I've read that no speaker can be perfect - every speaker is an optimization to a specific goal, with necessary compromises.
So if the goal was to have a speaker through which playback of a vocalist *alone* was indistinguishable from a live, unamplified singer, to a blinded listener, what measurement characteristics would that speaker have, and how would it be best approximated with real components?
It's a damn good question. The human voice typically uses less than half the spectrum we need for much music. And it typically requires only a part of the dynamic range we tend to think we need. But there are some major issues with reproducing it, to wit:
Voice recordings are often badly distorted and falsely embellished when the microphone is very near the mouth. There are effects of proximity -- the false emphasis on certain frequencies and bands, and wide variations in transient reproduction.
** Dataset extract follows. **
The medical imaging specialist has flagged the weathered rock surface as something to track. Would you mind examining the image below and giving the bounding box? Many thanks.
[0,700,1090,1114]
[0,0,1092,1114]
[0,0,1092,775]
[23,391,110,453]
This closeness has some (or a lot) of the result that what is recorded is as if the singer/speaker were 3 inches from your ear, and not heard from several feet away, minimum, as you would usually hear them live without amplification. Sort of like having a singer sing into your ear while you wear hearing protection to keep the volume below pain. The typical mic does strange and wonderful things to an up-close singer. The result is unreal.
[It's why classical concert vocal soloists are generally miked at least 3-4 feet away, while pop concert singers are often holding a mic at 1-3 inches.]
Then there's Autotune. In classical concert recordings, we never use Autotune on singers. At pop concerts and studio pop recordings, we always use Autotune. -Always. When a singer is singing 3" from your ear, pitch becomes important. Autotune actually becomes part of the vocal character of the singer.
Then, there are a ton of producer-friendly studio tricks available on pop music recordings: Compression (attack, hold, decay), limiting, reverb, EQ, Pultecing, and a sea of other tricks up the producer's sleeves. If they succeed, the singer sounds 'better' than life to most, but at the cost of non-reality.
And, there's commonly a 'singing booth' used in pop recording. It offers its own brand of jams and jellies to the bread and butter of the voice.
I understand your wishes. But with the vagaries of voice recording, it's a tough errand to find a solution. I'll be interested in others' comments, especially those who practice the art of vocal recording.
Sidebar: I once worked for a studio owner/producer/recordist who typically recorded female vocalists with a U87 (male vocalists with maybe a 44B or other). Especially with the U87, he could 'hear' the slightest off-axis position of the mic. I would regularly get told to " go in there and rotate the vocal mic 3 degrees to her left" or such. Sure enough, the vocal character would change noticeably. Such is the perception of a musician. With such as the 44B, his concern was more about the backside of the mic.